Walking inspires thought, for Rousseau, and in representing those thoughts, the Reveries “attempt to portray the twists and turns” of Rousseau’s mind (xxi). In other words, Goulbourne writes, 

the Reveries paint the portrait of a thinking man as he thinks—and, crucially for Rousseau, as he walks and feels. Each of the ten walks in the Reveries is grounded in the everyday, and it is precisely their anecdotal, down-to-earth quality that makes them so appealing. The things Rousseau does, the places he visits, the people he encounters: all these are spurs to creative introspection. It is as Rousseau observes his fellow human beings and even interacts with them that he sets about analysing himself and, in so doing, reflecting on fundamental questions about life and human nature: the experience of suffering and death; the search for individual happiness and inner peace; the need for personal morality; sociability and misanthropy; love of others; the authenticity (or otherwise) of the individual in society. (xxii)

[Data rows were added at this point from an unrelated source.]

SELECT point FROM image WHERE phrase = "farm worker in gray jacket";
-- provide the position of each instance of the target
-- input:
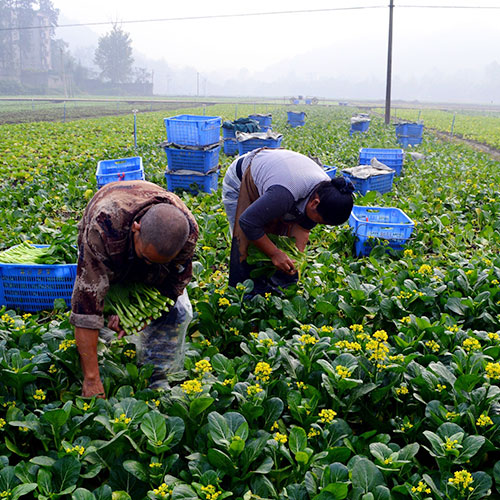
(131, 231)
(277, 191)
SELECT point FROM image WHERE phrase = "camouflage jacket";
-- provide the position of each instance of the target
(106, 254)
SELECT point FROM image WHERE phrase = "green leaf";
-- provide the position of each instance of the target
(470, 446)
(137, 469)
(219, 429)
(220, 460)
(66, 472)
(82, 494)
(366, 475)
(154, 427)
(199, 405)
(23, 489)
(297, 440)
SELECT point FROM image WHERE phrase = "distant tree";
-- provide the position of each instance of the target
(114, 55)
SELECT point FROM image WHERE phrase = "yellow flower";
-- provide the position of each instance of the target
(191, 387)
(313, 432)
(123, 419)
(267, 342)
(203, 366)
(252, 390)
(327, 416)
(462, 480)
(471, 344)
(211, 493)
(493, 370)
(280, 438)
(39, 395)
(343, 371)
(484, 420)
(432, 345)
(425, 269)
(263, 371)
(450, 445)
(66, 344)
(163, 490)
(349, 346)
(307, 339)
(357, 328)
(421, 487)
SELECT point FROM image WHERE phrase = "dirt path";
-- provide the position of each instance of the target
(478, 146)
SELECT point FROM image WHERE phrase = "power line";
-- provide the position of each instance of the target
(250, 14)
(193, 18)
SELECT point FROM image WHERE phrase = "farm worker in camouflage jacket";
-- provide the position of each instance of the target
(130, 231)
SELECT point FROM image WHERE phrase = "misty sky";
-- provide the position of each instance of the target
(453, 48)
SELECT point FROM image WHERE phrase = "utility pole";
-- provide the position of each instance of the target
(389, 69)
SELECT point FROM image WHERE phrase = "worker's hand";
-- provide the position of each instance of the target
(283, 262)
(93, 387)
(114, 324)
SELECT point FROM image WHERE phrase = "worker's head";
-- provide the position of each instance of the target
(331, 202)
(160, 234)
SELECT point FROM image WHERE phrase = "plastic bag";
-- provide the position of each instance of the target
(162, 342)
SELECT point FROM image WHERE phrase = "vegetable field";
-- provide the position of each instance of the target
(373, 378)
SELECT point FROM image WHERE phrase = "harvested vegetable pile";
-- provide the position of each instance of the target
(136, 305)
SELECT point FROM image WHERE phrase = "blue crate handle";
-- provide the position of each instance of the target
(403, 239)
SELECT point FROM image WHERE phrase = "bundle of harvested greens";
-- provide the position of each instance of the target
(135, 304)
(61, 252)
(263, 264)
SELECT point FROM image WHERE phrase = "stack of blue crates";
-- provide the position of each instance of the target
(192, 152)
(122, 169)
(393, 158)
(264, 121)
(370, 224)
(296, 119)
(409, 133)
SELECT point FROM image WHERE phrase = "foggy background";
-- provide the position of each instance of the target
(439, 54)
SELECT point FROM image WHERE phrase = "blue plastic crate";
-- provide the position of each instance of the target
(331, 171)
(122, 169)
(409, 129)
(264, 120)
(193, 130)
(34, 287)
(293, 116)
(230, 147)
(389, 224)
(228, 133)
(393, 158)
(192, 159)
(380, 183)
(251, 144)
(409, 141)
(192, 183)
(359, 127)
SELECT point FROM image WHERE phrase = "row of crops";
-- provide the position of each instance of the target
(375, 378)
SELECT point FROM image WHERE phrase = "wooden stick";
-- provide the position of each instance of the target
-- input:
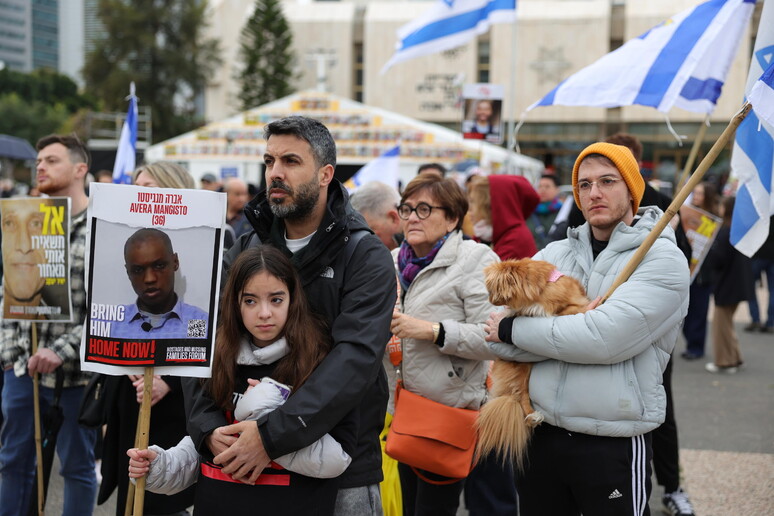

“The structure of the text is determined by the chance association of ideas as Rousseau’s mind wanders in tandem with his feet,” Goulbourne notes (xxii). But, he continues, “what is radically new about the Reveries: the text is intended as a means of expression of his own self for his own self” (xxiii). 

The Reveries was an influence on other walking writers, including William Hazlitt and Henry David Thoreau (xxiv), and Mary Wollstonecraft and William Wordsworth (xxv). Goulbourne also suggests that there is a connection between Rousseau with W.G. Sebald’s book The Rings of Saturn,” which he describes as “a meditative work blurring the boundaries between fact and fiction” (xxvii). Goulbourne concludes: 

The work of a great prose stylist and a controversial philosopher, the Reveries still appeal to modern readers because they are the enduring testimony of an alienated person who wants to know himself, rebel against the forces that constrain him, and live as an autonomous individual. They are the work of a person who is not afraid to lay bare his psychological frailty and human vulnerability. They give a window onto the soul of someone who is different, who does not fit in, an eccentric/ex-centric that cannot—or does not want to—find a place in conventional, supposedly civilized society. Rousseau is thus at once exceptional . . . and exemplary. (xxviii)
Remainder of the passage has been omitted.